Si les enfants ne reçoivent pas les soins nécessaires durant les étapes critiques du développement cérébral au cours de leurs 1000 premiers jours de vie, ils ne pourront jamais profiter pleinement de l’éducation qu’ils recevront par la suite, réduisant leur potentiel de revenu d’un quart (Black et al., 2016). Les mères défavorisées et mal nourries sont trois fois plus susceptibles d’avoir des enfants mal nourris (Victora et al., 2008), perpétuant ainsi un cycle vicieux de pauvreté intergénérationnelle.

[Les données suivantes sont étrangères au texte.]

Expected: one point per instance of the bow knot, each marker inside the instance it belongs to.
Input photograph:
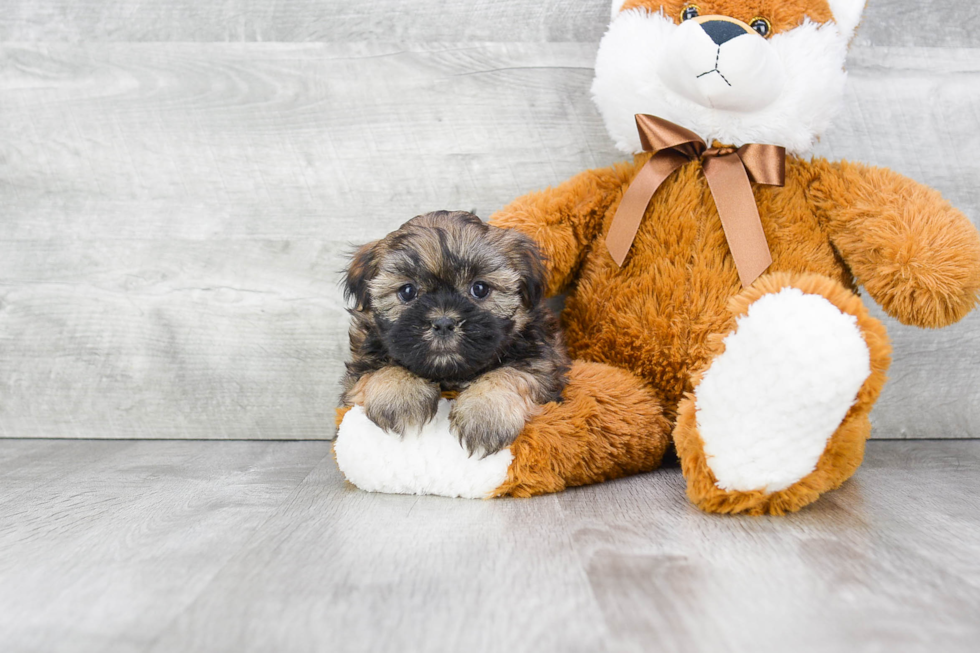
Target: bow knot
(719, 150)
(729, 171)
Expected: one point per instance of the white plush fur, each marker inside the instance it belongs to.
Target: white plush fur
(768, 405)
(847, 14)
(428, 461)
(806, 63)
(616, 6)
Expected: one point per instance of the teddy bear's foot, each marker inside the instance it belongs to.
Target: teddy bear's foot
(780, 414)
(609, 425)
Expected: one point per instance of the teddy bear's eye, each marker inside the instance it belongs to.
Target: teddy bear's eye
(762, 26)
(407, 293)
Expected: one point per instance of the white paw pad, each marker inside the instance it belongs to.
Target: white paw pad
(428, 461)
(768, 405)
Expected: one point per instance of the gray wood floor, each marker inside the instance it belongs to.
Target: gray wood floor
(180, 181)
(260, 546)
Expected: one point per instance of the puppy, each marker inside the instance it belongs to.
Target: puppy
(447, 303)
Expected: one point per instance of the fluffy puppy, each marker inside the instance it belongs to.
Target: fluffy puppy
(447, 303)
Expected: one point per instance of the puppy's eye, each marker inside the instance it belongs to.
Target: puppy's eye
(480, 289)
(762, 26)
(407, 293)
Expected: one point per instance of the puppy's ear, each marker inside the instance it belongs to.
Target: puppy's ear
(363, 267)
(530, 264)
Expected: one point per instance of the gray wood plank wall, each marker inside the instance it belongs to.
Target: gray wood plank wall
(180, 182)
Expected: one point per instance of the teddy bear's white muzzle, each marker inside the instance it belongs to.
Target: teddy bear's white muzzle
(740, 74)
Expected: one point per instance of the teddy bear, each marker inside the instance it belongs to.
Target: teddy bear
(712, 282)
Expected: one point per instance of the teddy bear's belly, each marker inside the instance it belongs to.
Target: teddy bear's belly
(655, 315)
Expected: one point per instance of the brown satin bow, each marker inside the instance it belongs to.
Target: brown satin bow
(728, 171)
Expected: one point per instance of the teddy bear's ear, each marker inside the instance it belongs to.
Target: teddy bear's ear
(847, 14)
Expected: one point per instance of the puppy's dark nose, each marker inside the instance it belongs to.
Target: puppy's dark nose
(722, 31)
(444, 326)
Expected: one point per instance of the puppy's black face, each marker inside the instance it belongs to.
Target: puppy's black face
(447, 293)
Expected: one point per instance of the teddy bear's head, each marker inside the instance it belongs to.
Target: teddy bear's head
(735, 71)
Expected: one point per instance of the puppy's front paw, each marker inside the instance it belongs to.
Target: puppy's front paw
(397, 400)
(486, 422)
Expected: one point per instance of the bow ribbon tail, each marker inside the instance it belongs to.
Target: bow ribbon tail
(626, 222)
(732, 192)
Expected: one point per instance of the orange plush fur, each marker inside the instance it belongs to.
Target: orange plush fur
(664, 315)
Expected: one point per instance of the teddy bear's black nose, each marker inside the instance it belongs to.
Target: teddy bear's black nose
(722, 31)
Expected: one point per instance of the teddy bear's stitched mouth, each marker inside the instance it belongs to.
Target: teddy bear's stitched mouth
(715, 69)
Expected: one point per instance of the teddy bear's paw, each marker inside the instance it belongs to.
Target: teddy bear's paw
(429, 460)
(767, 405)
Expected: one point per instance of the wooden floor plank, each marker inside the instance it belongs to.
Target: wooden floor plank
(341, 569)
(104, 557)
(248, 546)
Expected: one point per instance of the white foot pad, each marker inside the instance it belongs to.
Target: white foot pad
(430, 461)
(768, 405)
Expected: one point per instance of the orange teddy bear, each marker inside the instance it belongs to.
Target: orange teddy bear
(704, 308)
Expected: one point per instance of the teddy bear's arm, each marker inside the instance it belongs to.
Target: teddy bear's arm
(566, 219)
(912, 251)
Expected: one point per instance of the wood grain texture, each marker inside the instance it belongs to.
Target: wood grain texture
(926, 23)
(249, 546)
(176, 214)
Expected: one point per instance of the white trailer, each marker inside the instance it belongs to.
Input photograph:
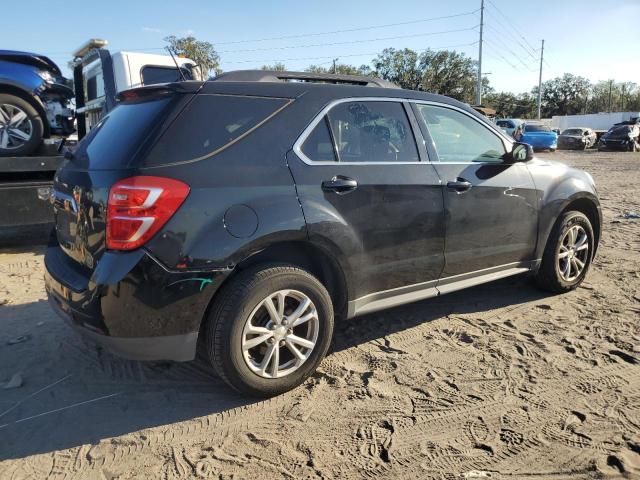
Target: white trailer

Au niveau sociétal, un mauvais développement de l’enfance constitue un frein à la croissance économique. Il exacerbe encore plus les inégalités qui peuvent être à la base des troubles sociaux. Le Groupe de la Banque mondiale estime que le PIB par habitant en Afrique subsaharienne et en Asie du Sud serait 9 à 10 % plus élevé aujourd’hui si ces pays avaient éradiqué la malnutrition chronique lorsque les travailleurs actuels étaient encore des enfants. À l’échelle mondiale, ce chiffre est de 7 % (Galasso et al., 2017).
Le coût de l’inaction ne fera qu’augmenter tandis que les futures économies accordent une importance toujours plus grande aux facultés cognitives. Si cette tendance se confirme, je crains que le destin commun de plusieurs pays ne soit la fragilité, les conflits, les violences, l’extrémisme et l’émigration. L’investissement dans le développement de la matière grise représente bel et bien un investissement contribuant à réduire l’insécurité dans de nombreuses régions du monde.
Il est évident que pour atteindre nos objectifs d’éradication de l’extrême pauvreté et de stimulation de la prospérité partagée, il est impératif d’aider les enfants à atteindre leur plein potentiel. Par conséquent, nous devons agir au plus vite pour accroître les investissements en faveur du développement physique, cognitif, linguistique et social des jeunes enfants, non seulement dans les pays à faible revenu, mais également dans les pays à revenu intermédiaire où les besoins sont considérables.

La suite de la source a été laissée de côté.